Neste âmbito, realçamos que o contrato de trespasse deve incluir relação do património da atividade que irá ser objeto de cedência, nomeadamente os inventários, ativos tangíveis e intangíveis, bem como os demais ativos e passivos cedidos, se for o caso, como financiamentos a entidades bancárias, dívidas a pagar a fornecedores e a outros credores, dívidas a receber de clientes e de outros devedores.
Ainda que tais bens não sejam incluídos diretamente no contrato, é conveniente a elaboração de um balanço, inventário ou relação, suportado por informação complementar e reportado à data da transmissão, que deve ser anexado e onde os elementos patrimoniais sejam devidamente discriminados e valorizados.
Este documento permite apurar resultados em sede do cedente e abrir a contabilidade em sede do adquirente.
Assim, com o contrato de trespasse, poderá existir a transmissão de todo o património (ativo e passivo) desse estabelecimento comercial, nomeadamente das mercadorias, dos equipamentos (mobiliário e outros equipamentos), dos direitos, como por exemplo, as dívidas de clientes, e também das obrigações, como por exemplo, dívidas a fornecedores, ao pessoal, etc. Todos estes bens, direitos e obrigações transmitidos devem ser valorizados para que o cedente possa fazer o apuramento, item a item, dos rendimentos gerados e evidenciá-los apropriadamente.
No que respeita aos valores do passivo, nomeadamente dívidas a fornecedores, poderá também efetuar-se a transferência desses mesmos valores, desde que tenha havido o prévio consentimento por parte das entidades credoras, não sendo, pois, indispensável o seu pagamento prévio.

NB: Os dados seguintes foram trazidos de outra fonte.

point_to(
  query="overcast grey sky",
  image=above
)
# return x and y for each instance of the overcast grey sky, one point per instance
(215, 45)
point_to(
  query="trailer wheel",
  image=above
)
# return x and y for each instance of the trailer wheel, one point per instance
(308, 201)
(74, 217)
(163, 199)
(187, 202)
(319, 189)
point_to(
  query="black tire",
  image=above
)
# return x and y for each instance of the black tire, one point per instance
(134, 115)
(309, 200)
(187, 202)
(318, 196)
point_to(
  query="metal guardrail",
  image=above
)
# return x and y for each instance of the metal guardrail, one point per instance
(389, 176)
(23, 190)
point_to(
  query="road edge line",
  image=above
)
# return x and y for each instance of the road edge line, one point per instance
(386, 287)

Há a considerar, de facto, a particularidade que aqui pode ocorrer e que é a exclusão da tributação em sede de IVA, conforme prevista no n.º 4 artigo 3.º e n.º 5 artigo 4.º do CIVA, e que consiste na não tributação da operação de transmissão quando em causa esteja a transmissão da totalidade, ou parte, do património suscetível de constituir uma atividade independente, sujeita a IVA.
Para que se verifique a aplicação desta norma é necessário que:
a) Ocorra uma transmissão definitiva, a título oneroso ou gratuito, de:
- Uma unidade económica complexa - universalidade de facto ou de direito - englobando a cedência dos elementos corpóreos e dos elementos incorpóreos que a constituem (estes últimos, por força do disposto no n.º 5 do artigo 4.º do CIVA, considerando que a cedência de direitos é qualificada como prestação de serviços para efeitos de IVA); ou
- Parte de um património, que pelas características que reúne, tenha aptidão para o exercício de um ramo de atividade autónomo e independente.

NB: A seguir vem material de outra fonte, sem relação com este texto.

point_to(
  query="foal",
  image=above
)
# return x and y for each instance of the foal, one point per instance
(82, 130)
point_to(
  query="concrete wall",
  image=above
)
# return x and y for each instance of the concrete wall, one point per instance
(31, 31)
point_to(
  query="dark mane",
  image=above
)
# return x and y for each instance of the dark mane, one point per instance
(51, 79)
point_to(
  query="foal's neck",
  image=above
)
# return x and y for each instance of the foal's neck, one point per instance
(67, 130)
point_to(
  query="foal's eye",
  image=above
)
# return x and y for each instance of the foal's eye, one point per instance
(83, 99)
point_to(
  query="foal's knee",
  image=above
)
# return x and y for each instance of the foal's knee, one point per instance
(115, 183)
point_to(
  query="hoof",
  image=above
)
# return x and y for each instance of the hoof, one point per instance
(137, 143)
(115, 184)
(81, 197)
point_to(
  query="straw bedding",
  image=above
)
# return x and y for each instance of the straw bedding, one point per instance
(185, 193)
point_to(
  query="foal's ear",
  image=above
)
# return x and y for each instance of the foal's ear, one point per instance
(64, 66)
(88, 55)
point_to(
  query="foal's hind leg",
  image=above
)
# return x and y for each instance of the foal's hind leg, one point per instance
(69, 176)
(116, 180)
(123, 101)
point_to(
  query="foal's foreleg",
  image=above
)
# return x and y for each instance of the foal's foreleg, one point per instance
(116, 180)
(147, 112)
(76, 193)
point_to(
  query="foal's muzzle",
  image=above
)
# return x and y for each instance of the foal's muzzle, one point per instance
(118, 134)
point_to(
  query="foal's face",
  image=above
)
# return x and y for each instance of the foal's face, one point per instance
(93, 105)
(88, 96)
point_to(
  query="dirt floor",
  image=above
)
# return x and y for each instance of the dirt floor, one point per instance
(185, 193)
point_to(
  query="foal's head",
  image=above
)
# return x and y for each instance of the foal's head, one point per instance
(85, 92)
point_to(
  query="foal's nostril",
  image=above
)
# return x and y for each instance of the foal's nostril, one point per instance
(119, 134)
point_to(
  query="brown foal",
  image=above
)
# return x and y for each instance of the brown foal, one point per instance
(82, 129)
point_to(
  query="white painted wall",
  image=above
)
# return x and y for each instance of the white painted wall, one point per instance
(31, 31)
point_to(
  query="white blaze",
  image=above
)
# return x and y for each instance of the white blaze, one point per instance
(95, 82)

b) Que o adquirente já seja, ou venha a ser pelo facto da aquisição, um sujeito passivo do imposto dos referidos na alínea a) do n.º 1 do artigo 2.º do CIVA.
A segunda condição, à partida, estará garantida, dado que entendemos que o adquirente será uma sociedade ou um empresário que irá desenvolver essa atividade comercial e que será, presumimos, um sujeito passivo de IVA do regime geral.

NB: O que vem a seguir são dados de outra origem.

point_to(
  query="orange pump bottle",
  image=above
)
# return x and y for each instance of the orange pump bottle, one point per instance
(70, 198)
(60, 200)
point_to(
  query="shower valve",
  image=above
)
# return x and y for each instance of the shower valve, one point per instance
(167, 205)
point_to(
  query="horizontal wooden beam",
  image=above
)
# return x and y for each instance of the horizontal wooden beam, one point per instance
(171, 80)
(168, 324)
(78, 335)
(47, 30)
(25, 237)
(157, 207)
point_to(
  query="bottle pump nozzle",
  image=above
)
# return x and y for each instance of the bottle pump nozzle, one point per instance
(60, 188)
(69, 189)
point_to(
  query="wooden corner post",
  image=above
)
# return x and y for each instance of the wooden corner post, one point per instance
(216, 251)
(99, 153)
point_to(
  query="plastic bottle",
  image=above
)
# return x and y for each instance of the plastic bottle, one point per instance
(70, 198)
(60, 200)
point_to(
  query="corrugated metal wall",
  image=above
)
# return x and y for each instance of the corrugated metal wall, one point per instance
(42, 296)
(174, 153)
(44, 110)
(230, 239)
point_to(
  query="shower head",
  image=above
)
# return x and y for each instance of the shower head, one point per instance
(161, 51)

A primeira condição deverá ser avaliada face aos elementos concretos da operação, no conhecimento pleno das condições em que tal irá decorrer, sendo de começar por determinar quais as operações a desenvolver no âmbito da atividade da sociedade e em que medida é que, pegando exclusivamente nos elementos adquiridos, é possível proceder às operações necessárias - caso não seja possível, muito provavelmente não terá uma situação consentânea com a prevista na norma aqui analisada.
O objetivo do n.º 4 do artigo 3.º e do n.º 5 do artigo 4.º, ambos do CIVA, é estabelecer um regime de neutralidade fiscal a operações de cedência de uma atividade, pois ainda que exista uma alteração do sujeito passivo, o estabelecimento ou o património continua em desenvolvimento, nunca existindo uma cessação propriamente dita dessa atividade.
De referir que não bastará existir a transmissão de determinados ativos, seja por venda ou por cedência de posição contratual, para se aplicar o referido regime de neutralidade.
Terá de estar em causa, a transmissão de um conjunto de ativos (e eventualmente passivos) que constituam um património (uma universalidade), com o qual possa ser desenvolvida uma atividade independente da atividade anterior.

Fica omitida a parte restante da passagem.